More changes coming at Tesla as Model 3 production hits critical phase
Elon Musk has not been pulling any punches when it comes to reorganizing Tesla to finally (hopefully?) start turning a profit. Last month, Musk sent an all-hands email decrying meetings, the chain of command, Tesla’s contractors, and excessive spending, but it seems that he isn’t done.
According to an email seen by Electrek, Musk is going to “flatten the management structure,” trimming operations and combining roles to make things more efficient. Given Musk’s well-documented hatred of bureaucracy and a new-found need to actually make money, this isn’t the most surprising move, but adding to the chaos at a critical time for Tesla is a bold move.

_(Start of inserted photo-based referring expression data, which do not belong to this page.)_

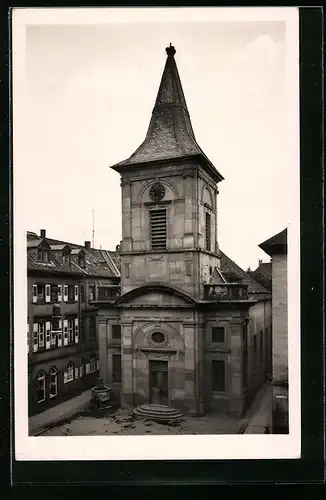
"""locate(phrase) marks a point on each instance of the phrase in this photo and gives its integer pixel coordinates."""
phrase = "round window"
(158, 337)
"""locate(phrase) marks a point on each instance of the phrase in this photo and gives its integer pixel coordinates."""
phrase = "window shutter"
(35, 337)
(47, 335)
(34, 294)
(65, 332)
(47, 293)
(76, 330)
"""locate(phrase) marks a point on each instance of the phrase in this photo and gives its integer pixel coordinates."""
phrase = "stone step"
(159, 413)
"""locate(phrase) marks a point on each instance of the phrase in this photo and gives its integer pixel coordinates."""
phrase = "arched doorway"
(53, 382)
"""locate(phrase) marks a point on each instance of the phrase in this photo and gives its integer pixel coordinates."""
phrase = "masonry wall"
(189, 193)
(280, 319)
(259, 360)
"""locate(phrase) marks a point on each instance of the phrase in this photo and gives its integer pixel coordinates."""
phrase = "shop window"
(116, 368)
(40, 386)
(53, 382)
(218, 334)
(69, 373)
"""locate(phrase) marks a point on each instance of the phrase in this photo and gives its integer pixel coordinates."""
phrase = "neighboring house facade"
(276, 248)
(263, 274)
(61, 324)
(184, 330)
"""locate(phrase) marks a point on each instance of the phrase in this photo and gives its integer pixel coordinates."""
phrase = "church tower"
(175, 334)
(169, 199)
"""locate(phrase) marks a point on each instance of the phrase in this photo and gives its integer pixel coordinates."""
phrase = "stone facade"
(62, 346)
(184, 328)
(276, 247)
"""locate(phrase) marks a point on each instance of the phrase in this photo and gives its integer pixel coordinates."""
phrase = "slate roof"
(170, 134)
(231, 271)
(275, 244)
(94, 265)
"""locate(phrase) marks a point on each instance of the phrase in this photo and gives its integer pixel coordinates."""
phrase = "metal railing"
(226, 291)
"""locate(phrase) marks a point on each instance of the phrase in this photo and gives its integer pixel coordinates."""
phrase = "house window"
(66, 259)
(40, 386)
(91, 292)
(116, 368)
(43, 255)
(40, 292)
(158, 229)
(69, 374)
(71, 333)
(71, 293)
(53, 382)
(92, 364)
(208, 231)
(41, 333)
(261, 346)
(254, 353)
(116, 332)
(188, 268)
(218, 375)
(54, 293)
(218, 334)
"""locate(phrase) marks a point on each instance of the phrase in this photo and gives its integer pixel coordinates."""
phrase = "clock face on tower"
(157, 192)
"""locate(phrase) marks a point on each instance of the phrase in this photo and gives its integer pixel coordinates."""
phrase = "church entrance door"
(158, 382)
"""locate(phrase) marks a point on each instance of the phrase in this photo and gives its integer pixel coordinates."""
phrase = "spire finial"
(170, 50)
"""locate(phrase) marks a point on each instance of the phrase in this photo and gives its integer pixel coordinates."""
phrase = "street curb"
(40, 429)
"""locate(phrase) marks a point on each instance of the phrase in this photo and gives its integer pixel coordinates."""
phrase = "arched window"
(40, 386)
(53, 382)
(69, 373)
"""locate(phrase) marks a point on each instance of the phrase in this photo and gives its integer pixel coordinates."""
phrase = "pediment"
(156, 296)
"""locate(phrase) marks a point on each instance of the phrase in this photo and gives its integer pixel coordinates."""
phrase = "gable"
(158, 299)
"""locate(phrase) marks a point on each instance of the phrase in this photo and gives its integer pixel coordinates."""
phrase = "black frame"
(308, 469)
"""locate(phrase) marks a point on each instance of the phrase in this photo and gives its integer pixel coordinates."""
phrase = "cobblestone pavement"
(123, 423)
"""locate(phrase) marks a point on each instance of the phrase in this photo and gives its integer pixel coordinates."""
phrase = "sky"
(89, 94)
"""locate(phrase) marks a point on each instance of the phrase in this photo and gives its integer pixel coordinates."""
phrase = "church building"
(177, 334)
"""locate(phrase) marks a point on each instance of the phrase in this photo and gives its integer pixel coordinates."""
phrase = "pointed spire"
(170, 134)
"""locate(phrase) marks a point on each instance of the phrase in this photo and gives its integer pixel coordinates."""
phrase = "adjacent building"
(276, 248)
(63, 280)
(189, 329)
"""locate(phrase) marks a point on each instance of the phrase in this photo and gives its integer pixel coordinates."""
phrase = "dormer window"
(66, 259)
(43, 255)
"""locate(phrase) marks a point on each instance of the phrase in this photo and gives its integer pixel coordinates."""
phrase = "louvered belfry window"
(208, 231)
(158, 229)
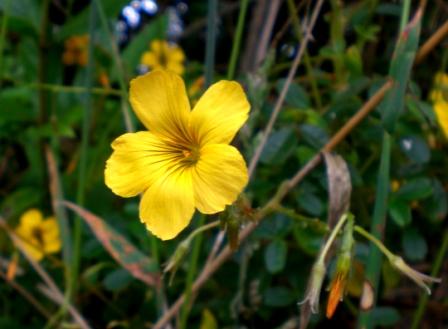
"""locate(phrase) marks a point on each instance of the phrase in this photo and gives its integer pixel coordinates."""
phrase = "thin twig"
(433, 41)
(225, 254)
(282, 96)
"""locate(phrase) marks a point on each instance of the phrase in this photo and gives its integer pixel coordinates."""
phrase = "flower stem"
(332, 237)
(237, 41)
(374, 240)
(192, 269)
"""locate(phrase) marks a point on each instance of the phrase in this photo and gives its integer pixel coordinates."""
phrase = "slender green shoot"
(118, 66)
(211, 42)
(418, 315)
(192, 270)
(3, 30)
(237, 41)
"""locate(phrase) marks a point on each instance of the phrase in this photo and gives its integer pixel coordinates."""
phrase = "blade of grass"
(377, 226)
(80, 194)
(50, 285)
(418, 315)
(379, 217)
(59, 211)
(211, 42)
(3, 30)
(118, 66)
(237, 40)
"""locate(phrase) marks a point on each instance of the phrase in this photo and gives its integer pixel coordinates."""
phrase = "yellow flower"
(441, 109)
(440, 90)
(439, 96)
(164, 55)
(184, 161)
(76, 51)
(39, 236)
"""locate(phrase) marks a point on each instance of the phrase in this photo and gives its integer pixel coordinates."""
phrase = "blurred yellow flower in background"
(184, 161)
(439, 96)
(76, 50)
(164, 55)
(39, 236)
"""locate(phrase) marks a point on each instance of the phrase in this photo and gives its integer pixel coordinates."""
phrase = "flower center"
(191, 155)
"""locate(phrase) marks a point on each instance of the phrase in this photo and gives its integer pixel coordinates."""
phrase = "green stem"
(80, 195)
(405, 12)
(332, 237)
(306, 58)
(211, 42)
(375, 241)
(3, 30)
(418, 315)
(378, 225)
(192, 269)
(118, 66)
(237, 41)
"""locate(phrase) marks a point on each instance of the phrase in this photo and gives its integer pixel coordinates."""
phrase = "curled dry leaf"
(126, 254)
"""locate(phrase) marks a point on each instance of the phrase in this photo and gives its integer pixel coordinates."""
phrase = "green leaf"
(126, 254)
(273, 226)
(436, 206)
(400, 71)
(208, 320)
(310, 202)
(415, 189)
(16, 105)
(22, 14)
(308, 239)
(280, 145)
(117, 280)
(400, 212)
(315, 136)
(275, 256)
(415, 148)
(278, 297)
(296, 95)
(414, 245)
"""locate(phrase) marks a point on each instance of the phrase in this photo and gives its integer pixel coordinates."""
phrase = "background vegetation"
(58, 116)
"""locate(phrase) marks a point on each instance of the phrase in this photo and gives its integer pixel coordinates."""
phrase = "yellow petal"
(168, 205)
(137, 161)
(30, 220)
(32, 251)
(218, 178)
(160, 101)
(176, 54)
(50, 233)
(441, 109)
(219, 113)
(149, 59)
(157, 46)
(175, 67)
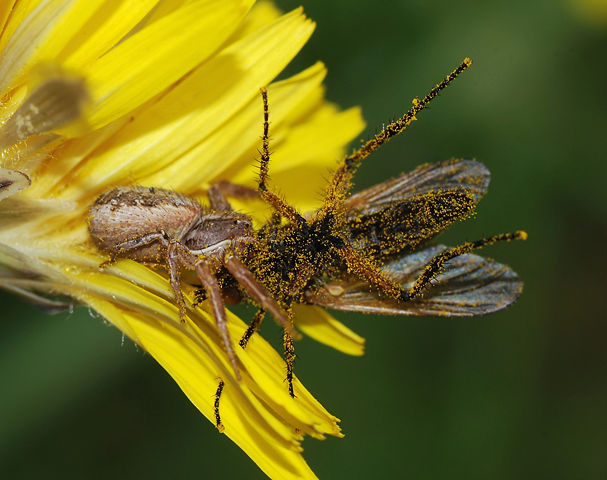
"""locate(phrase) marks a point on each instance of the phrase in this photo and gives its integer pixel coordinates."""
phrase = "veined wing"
(450, 175)
(469, 285)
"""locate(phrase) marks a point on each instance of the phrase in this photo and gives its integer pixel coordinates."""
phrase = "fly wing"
(450, 175)
(469, 285)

Tesla is entering a genuinely critical phase of production for the next six months. After a difficult first year of Model 3 production, Tesla is running out of investor patience (and, more importantly, money), and Musk is gambling that the company will be cash-flow positive by the end of the year thanks to an increased Model 3 production rate. If he misses that target, Tesla will be forced to raise more cash from investors, a process that might not go so smoothly this time around.

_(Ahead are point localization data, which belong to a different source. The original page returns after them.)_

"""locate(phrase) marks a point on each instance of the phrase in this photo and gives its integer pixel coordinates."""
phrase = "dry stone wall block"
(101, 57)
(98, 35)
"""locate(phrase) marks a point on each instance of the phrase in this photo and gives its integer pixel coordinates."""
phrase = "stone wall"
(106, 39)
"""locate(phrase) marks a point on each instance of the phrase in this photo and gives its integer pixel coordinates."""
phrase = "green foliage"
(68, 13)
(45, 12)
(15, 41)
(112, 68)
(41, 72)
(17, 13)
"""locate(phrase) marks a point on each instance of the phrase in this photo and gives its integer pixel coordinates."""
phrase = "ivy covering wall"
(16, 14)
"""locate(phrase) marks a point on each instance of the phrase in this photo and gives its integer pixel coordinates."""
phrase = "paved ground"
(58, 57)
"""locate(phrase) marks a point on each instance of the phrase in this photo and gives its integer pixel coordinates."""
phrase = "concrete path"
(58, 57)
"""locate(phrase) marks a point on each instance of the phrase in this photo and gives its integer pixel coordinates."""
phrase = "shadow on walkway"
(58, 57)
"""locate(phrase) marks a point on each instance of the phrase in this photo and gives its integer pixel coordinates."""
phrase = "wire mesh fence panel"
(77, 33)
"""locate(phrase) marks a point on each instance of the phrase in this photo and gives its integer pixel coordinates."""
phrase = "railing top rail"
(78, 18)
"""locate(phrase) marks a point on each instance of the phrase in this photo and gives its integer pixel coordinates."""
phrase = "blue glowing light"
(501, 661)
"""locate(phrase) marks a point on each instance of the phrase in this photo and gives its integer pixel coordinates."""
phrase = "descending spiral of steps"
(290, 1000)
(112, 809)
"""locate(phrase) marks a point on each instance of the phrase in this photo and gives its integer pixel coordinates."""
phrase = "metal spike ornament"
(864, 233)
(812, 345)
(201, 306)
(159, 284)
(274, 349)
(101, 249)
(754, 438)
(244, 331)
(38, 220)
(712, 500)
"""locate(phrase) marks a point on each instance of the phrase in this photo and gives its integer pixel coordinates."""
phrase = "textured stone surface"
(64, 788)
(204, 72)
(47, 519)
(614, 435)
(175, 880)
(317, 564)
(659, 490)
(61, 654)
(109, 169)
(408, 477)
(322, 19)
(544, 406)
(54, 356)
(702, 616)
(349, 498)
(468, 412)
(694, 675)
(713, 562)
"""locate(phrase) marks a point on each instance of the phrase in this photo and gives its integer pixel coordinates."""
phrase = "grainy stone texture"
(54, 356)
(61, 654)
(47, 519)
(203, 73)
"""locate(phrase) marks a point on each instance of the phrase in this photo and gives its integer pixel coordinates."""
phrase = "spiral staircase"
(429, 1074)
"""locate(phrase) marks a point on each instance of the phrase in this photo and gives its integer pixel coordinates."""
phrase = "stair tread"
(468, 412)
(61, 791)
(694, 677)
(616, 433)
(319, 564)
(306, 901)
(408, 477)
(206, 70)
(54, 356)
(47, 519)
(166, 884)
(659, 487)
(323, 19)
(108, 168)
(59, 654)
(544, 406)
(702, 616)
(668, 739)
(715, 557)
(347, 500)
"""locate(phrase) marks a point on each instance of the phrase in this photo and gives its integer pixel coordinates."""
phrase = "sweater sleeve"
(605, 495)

With so much at stake, it seems that Musk isn’t taking chances with his current management structure. He announced that the company’s management would be getting a reorganization during the last earnings call, but in an email today, he outlined some more specific changes:
To ensure that Tesla is well prepared for the future, we have been undertaking a thorough reorganization of our company. As part of the reorg, we are flattening the management structure to improve communication, combining functions where sensible and trimming activities that are not vital to the success of our mission.
Although this sounds like some management positions are going, this doesn’t appear to be a full-scale workforce reduction. Tesla still has dozens of open positions in everything from manufacturing to Autopilot software engineering.